St. Francis Dam on March 11, 1928. This new contender for the title of "last photo of the intact dam"
is submitted (on April 16, 2005) by Gene W. Majors of Placentia, Calif., who writes:
"My parents were at the dam on Sunday, March 11, 1928. They were on one of their many 'Sunday drives'
that they took with my father's parents. They had been married less than a month and March 13, 1928,
was my mother's 19th birthday. My grandfather noticed something strange about the dam and pointed
it out to my father. The story I was told when I was young (I was born in 1946) is that my grandfather
saw muddy water coming from the outlet in the dam and told my dad that they needed to get out
of there right away. From the material I've read about the dam and its failure, this must have been debris
stirred up by the submerged landslide that eventually lead to the dam's failure.
When they were down the road from the dam my dad stopped the car and my mother took a picture of the dam."
Seven miles up San Francisquito Canyon Road from today's Copper Hill Drive, construction on the 700-foot-long, 205-foot-high St. Francis Dam started in August 1924. With a 12.5 billion-gallon capacity, the reservoir began to fill with water on March 1, 1926. It was completed two months later.
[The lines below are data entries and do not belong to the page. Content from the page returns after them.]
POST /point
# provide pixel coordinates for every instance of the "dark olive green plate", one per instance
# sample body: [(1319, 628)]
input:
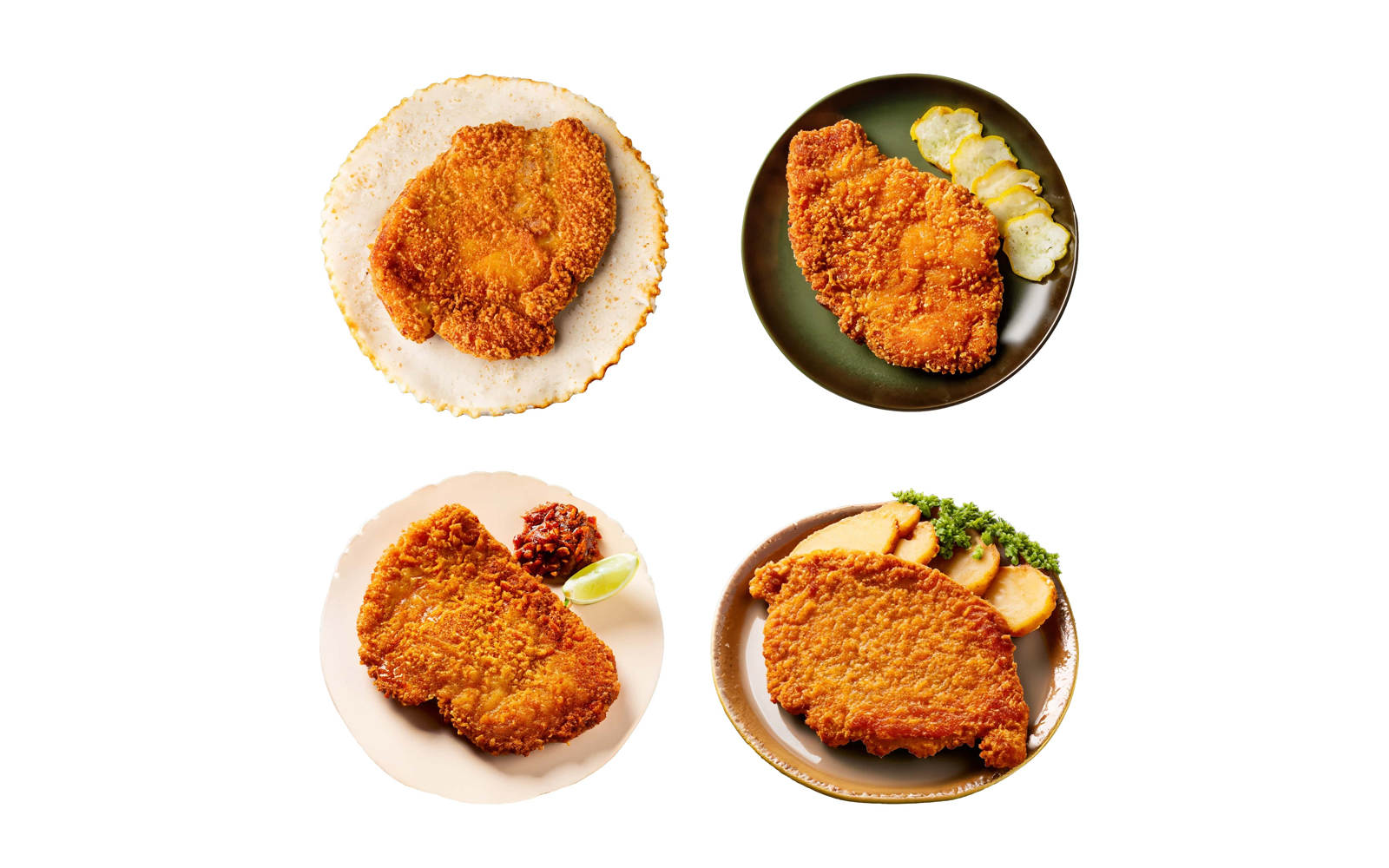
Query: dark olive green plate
[(809, 335)]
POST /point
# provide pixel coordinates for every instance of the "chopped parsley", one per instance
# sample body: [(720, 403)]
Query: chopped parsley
[(953, 523)]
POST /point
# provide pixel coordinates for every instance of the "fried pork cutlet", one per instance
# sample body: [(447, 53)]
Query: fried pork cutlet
[(906, 260), (486, 245), (451, 615), (893, 654)]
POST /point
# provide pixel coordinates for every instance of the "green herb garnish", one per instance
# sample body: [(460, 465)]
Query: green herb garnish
[(953, 523)]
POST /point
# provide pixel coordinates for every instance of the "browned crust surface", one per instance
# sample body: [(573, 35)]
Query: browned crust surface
[(893, 654), (451, 615), (906, 260), (488, 243), (650, 286)]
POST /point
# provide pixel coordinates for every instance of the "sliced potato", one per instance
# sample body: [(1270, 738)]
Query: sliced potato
[(907, 517), (920, 546), (1024, 596), (967, 571), (1004, 175), (872, 531), (1016, 201), (976, 156), (1034, 243), (939, 129)]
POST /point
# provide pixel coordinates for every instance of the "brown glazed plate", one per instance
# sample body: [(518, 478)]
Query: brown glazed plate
[(1046, 661), (809, 335)]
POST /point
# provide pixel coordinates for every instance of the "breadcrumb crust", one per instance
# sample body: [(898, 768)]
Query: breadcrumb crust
[(906, 260), (893, 654), (451, 615), (650, 288)]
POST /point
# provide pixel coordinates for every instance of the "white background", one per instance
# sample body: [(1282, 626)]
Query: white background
[(192, 435)]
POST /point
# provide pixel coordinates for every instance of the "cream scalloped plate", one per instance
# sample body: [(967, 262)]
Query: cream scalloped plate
[(590, 332), (414, 745)]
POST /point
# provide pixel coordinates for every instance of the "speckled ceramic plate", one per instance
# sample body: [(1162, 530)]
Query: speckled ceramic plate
[(809, 335), (1046, 666), (416, 745)]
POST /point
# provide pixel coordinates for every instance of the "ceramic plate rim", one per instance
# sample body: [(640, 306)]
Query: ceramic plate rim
[(805, 778), (326, 624), (1074, 253)]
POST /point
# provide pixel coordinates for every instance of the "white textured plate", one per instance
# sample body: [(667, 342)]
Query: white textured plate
[(590, 332), (416, 745)]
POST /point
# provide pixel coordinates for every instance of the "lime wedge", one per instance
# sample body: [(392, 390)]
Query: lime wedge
[(601, 580)]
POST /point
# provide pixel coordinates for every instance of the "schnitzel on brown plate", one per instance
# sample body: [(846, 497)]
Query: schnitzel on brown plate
[(875, 649), (490, 242), (451, 615), (906, 260)]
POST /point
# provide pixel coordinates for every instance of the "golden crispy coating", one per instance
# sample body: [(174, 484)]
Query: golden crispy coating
[(906, 260), (486, 245), (451, 615), (893, 654)]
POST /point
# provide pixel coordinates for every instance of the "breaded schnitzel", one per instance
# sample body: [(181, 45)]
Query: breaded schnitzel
[(451, 615), (486, 245), (874, 649), (906, 260)]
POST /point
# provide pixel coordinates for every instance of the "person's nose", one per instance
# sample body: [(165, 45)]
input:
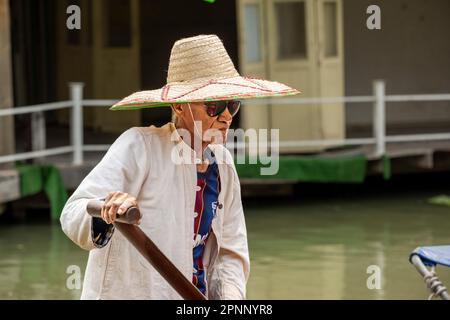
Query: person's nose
[(226, 117)]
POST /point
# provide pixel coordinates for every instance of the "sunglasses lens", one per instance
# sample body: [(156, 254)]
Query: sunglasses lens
[(233, 107), (214, 108)]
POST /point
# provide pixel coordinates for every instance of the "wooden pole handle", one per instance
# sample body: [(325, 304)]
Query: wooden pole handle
[(131, 216)]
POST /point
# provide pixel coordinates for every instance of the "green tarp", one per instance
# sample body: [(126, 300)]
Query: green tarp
[(348, 169), (47, 178)]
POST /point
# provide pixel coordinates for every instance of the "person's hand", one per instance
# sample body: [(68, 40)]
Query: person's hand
[(117, 203)]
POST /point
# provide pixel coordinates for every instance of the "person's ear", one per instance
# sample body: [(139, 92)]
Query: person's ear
[(177, 108)]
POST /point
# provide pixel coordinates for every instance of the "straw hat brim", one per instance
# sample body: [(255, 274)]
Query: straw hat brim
[(234, 88)]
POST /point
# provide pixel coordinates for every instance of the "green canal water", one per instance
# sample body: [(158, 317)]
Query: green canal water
[(317, 244)]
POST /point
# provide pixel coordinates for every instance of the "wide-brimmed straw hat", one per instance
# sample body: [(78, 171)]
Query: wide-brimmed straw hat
[(200, 69)]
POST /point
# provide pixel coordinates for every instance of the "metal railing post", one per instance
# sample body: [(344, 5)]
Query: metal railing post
[(379, 117), (76, 95), (38, 136)]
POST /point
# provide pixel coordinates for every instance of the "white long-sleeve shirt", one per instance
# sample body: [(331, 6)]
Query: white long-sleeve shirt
[(155, 166)]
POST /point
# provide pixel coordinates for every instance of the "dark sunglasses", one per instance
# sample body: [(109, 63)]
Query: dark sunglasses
[(215, 108)]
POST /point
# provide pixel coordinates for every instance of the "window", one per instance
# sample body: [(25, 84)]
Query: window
[(117, 23), (291, 30), (330, 29), (252, 33)]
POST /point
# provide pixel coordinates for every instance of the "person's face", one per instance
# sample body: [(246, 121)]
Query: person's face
[(220, 123)]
At 11:57:30 p.m. on March 12, 1928, the dam failed, sending a 180-foot-high wall of water crashing down San Francisquito Canyon. An estimated 431 people lay dead by the time the floodwaters reached the Pacific Ocean south of Ventura 5½ hours later.
It was the second-worst disaster in California history, after the great San Francisco earthquake and fire of 1906, in terms of lives lost — and America's worst civil engineering failure of the 20th Century.